Some people are vowing to exercise more, others have decided to eat cleaner (farewell, french fries). Perhaps you’ve chosen to actually commit to the new hobby you said you were going to try last year. Maybe you have decided to read something ambitious, or just to find the time to finish a book this year. Some people have elected to do more volunteer work or to be kinder to their cranky neighbor. Maybe you want to be more productive at work.

In an effort to increase the number of people who achieve their resolutions, The Courier has some recommendations to ensure that some of us hold out until next year.

First things first. Is your goal something you can measure? Maybe your resolution is to feel healthier — how are you going to track this? Are you tracking your health by the number on the scale, your blood pressure, the number of vegetables consumed, or by the way your pants fit? Or maybe you’ve decided you want to be a better person. Are you measuring this by the number of people you help, or how often you help? By charitable donations? By listening to your elderly neighbor gush about his precious cat, Mr. Whiskers, for more than a few minutes before scurrying off to work?

Having a goal that you can measure will help you keep track of it, and if you can keep track of it, you have a better shot of actually achieving it.

OK, so you have your goal and you can measure your progress with it. Great. Now try setting small goals that align with your resolution. For those of you trying to shed the holiday weight or more, check in with your progress every month. If your goal is to lose 30 pounds, try to drop five pounds by Feb. 1, and if you achieved your goal, set another one for the next month.

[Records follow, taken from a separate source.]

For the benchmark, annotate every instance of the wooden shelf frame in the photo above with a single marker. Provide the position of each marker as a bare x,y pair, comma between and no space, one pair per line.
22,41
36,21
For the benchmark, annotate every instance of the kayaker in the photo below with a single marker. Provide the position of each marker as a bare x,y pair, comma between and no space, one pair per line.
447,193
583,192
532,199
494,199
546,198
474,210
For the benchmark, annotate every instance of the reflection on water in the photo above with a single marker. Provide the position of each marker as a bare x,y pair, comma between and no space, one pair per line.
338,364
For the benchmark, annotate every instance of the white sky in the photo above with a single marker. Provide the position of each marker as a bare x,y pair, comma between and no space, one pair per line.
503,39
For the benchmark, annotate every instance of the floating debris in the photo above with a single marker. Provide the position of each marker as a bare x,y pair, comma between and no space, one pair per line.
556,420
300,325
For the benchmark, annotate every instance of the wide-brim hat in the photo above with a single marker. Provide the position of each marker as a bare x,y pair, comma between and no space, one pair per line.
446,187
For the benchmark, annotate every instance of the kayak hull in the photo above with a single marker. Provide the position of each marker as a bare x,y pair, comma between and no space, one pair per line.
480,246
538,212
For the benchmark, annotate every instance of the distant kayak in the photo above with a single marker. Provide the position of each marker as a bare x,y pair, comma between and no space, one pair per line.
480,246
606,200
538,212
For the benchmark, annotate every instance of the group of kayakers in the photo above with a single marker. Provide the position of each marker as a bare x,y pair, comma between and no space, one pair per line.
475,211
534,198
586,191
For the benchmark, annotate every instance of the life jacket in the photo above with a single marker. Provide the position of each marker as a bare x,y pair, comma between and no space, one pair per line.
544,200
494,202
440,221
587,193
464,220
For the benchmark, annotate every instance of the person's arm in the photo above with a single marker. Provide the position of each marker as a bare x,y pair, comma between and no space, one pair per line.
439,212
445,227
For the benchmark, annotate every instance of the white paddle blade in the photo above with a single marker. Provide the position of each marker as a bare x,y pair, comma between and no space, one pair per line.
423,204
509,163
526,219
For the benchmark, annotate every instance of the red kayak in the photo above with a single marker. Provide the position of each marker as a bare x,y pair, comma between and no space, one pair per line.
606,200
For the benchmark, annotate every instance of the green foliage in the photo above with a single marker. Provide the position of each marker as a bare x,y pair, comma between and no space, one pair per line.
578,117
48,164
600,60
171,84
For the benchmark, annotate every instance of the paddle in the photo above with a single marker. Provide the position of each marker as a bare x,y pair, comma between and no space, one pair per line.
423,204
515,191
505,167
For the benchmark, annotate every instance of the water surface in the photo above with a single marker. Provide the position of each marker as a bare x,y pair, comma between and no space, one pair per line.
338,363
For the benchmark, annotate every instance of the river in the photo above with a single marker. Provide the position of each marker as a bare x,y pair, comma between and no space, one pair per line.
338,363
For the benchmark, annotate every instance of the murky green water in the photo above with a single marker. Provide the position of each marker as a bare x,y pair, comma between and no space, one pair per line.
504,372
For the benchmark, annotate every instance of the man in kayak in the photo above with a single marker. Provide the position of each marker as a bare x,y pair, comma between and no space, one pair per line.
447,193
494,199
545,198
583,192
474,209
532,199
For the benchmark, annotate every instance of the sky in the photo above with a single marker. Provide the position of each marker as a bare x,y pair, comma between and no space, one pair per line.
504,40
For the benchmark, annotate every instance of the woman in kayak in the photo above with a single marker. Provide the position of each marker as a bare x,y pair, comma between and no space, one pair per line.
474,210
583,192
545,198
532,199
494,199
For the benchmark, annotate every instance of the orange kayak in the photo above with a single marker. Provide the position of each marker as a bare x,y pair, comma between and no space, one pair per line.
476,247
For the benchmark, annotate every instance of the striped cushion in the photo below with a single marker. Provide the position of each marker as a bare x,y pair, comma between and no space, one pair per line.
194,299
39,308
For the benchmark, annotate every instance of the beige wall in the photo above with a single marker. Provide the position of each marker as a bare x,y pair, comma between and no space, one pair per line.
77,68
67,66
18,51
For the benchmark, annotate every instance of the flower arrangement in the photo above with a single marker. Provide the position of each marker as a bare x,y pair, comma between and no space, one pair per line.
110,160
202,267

Actively make an effort to keep your resolution. Put reminders in your phone to go to the gym or reward yourself for achieving your smaller goals. Were you able to achieve your fitness goal for the month? Yeah, awesome — reward yourself with running pants that aren’t falling off you.

Keep in mind, it’s easier to keep a resolution if you don’t make your resolution the focal point of your life. Don’t make yourself feel guilty if everything you do doesn’t bring you closer to your new goal. Some weeks are more hectic than others. Some months you might fall short of your smaller goals. That’s OK — just try to reach next month’s goal. There’s no point beating yourself up about it. We’re human, we’re not infallible.